Considering that much of the VOC emissions consist of a large variety of alkenes, ranging from simple alkenes like C₂H₄ and C₃H₆ to bigger alkenes like isoprene, monoterpenes, sesquiterpenes, etc., various CIs are expected to form in the atmospheric ozonolysis reactions. To assess the impact of the CI+SO₂ reaction class on the atmosphere, it is critical to know the atmospheric concentration of CIs. As mentioned above, it requires the relevant rate coefficients to estimate the atmospheric concentration of a CI. Water is the third most abundant molecule in the air. The reactions of CIs with water are crucial in determining the concentrations and fate of the CIs. The slow rates of water reactions with (CH₃)₂COO or with similar CIs are very difficult to measure, but very important in estimating the concentrations of those CIs and thus the oxidizing capacity of the atmosphere.

Materials and Methods

The experimental setup has been described in detail elsewhere (22, 32). In brief, (CH₃)₂COO was generated from photolysis of a gaseous mixture consisting of (CH₃)₂CI₂, O₂, and buffer gas (N₂) at 248 nm (KrF excimer laser) via the established preparation method: (CH₃)₂CI₂ + hν → (CH₃)₂CI + I; (CH₃)₂CI +O₂ → (CH₃)₂COO + I (2, 30). (CH₃)₂COO was monitored via its strong UV absorption (30). Continuous probe light went through the photolysis reactor (25 or 20 mm inner diameter, 76 cm long) six or eight times to enhance the absorption signal.

Spectral Measurements.

Transient absorption spectra of the reaction system were measured with a continuous broadband light source (Energetiq, EQ-99) and a time-gated iCCD spectrometer (Andor, SR303i and DH320T-18F-03). The light source was projected to the entrance of the absorption cell by an achromatic lens (Thorlabs ACA254-100-UV). To enhance the absorption signal, the probe light was reflected eight times through the photolysis reactor by a spherical mirror (R = 1 m, Thorlabs, CM750-500-F01) and a SiO₂ prism. The probe beam and the photolysis beam were overlapped collinearly in the photolysis reactor. For the iCCD measurement, the reference spectrum was recorded 200 μs before the photolysis pulse. Transient spectra at delay times 50, 100, 150, 200, 250, 300, 500, 1,000, and 2,000 μs were recorded.

Kinetics Measurements.

Absorption signal at 340 nm was measured in real time by using a balanced photodiode detector (Thorlabs, PDB450A) and a bandpass filter (Edmund Optics, 65129, 10-nm OD4 band pass filter) and the same light source. A time-dependent transmittance change (<1%) was observed after the photolysis pulse even without adding any sample. This background did not depend on [H₂O], or on [SO₂]. It can be subtracted by performing a background run under the same experimental condition except adding (CH₃)₂CI₂. The presented data are after the background subtraction.

[SO₂] Measurements.

The SO₂ concentration was adjusted by controlling the amount of SO₂ in buffer gas with mass flow controllers (Brooks, 5850E or 5800E) and monitored by its UV absorption (190–330 nm) with a D₂ lamp (Ocean Optics, D-2000) and a spectrometer (Ocean Optics, Maya2000 Pro).
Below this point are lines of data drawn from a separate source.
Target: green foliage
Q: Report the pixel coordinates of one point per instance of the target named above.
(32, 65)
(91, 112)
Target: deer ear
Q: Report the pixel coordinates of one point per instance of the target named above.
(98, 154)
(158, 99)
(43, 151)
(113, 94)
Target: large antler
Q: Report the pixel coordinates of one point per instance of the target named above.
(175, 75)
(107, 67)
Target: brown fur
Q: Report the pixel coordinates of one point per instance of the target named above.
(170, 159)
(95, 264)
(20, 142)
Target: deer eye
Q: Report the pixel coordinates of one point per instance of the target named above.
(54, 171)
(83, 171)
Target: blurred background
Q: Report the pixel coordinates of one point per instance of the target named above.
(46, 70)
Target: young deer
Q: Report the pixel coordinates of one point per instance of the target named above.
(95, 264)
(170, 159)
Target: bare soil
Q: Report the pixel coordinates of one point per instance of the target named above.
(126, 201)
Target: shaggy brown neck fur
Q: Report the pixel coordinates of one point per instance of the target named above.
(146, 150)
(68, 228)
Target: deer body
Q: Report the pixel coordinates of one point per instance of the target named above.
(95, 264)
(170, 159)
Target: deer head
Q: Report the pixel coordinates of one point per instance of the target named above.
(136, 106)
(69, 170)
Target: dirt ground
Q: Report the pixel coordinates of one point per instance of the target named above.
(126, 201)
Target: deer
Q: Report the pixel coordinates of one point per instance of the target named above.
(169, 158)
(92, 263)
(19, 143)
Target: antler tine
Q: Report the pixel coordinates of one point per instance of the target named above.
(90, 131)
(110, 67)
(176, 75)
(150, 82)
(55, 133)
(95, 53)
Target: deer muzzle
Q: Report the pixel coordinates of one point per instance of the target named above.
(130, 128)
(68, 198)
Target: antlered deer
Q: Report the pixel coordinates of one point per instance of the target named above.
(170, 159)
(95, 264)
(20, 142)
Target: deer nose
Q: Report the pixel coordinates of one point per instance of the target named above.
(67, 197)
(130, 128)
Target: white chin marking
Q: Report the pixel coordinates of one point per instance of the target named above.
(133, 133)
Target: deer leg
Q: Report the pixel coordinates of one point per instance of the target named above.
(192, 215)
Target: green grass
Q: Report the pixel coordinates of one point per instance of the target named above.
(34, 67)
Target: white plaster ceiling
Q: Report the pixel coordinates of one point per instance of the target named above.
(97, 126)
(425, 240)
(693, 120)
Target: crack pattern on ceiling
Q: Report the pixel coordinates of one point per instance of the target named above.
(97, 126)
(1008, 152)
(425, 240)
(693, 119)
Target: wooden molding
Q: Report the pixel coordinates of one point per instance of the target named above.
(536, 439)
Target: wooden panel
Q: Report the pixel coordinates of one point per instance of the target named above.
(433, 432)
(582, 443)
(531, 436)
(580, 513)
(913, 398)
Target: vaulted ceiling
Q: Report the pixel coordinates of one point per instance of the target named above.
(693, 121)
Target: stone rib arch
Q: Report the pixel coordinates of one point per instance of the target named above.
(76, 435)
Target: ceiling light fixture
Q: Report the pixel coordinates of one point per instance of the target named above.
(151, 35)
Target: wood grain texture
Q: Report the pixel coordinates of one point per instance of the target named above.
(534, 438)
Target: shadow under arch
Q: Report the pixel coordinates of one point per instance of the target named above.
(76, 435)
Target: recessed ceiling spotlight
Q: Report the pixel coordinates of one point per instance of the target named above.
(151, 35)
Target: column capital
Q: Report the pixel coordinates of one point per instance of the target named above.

Relative Humidity Measurements.

The relative humidity was adjusted by controlling the mixing ratio of dry and moisturized buffer gases with mass flow controllers (Brooks, 5850E or 5800E) and monitored with a humidity sensor (Rotronic, HC2-S). The temperature for measuring the water reaction was controlled at 298.2 ± 0.5 K.

Precursor Preparation.

The precursor, (CH₃)₂CI₂, was synthesized following a reported method (36). In brief, acetone was added to hydrazine monohydrate (80 °C, >1 h) to obtain acetone hydrazone (CH₃)₂C=NNH₂. Saturated solution of iodine in ethyl ether was added to acetone hydrazone (at room temperature), which is mixed with ethyl ether and triethylamine, to obtain the final product. The structure of the synthesized (CH₃)₂CI₂ was checked with H-NMR spectroscopy [(CH₃)₂CI₂: 3.00 ppm (6H, s, Me) in CDCl₃] (37).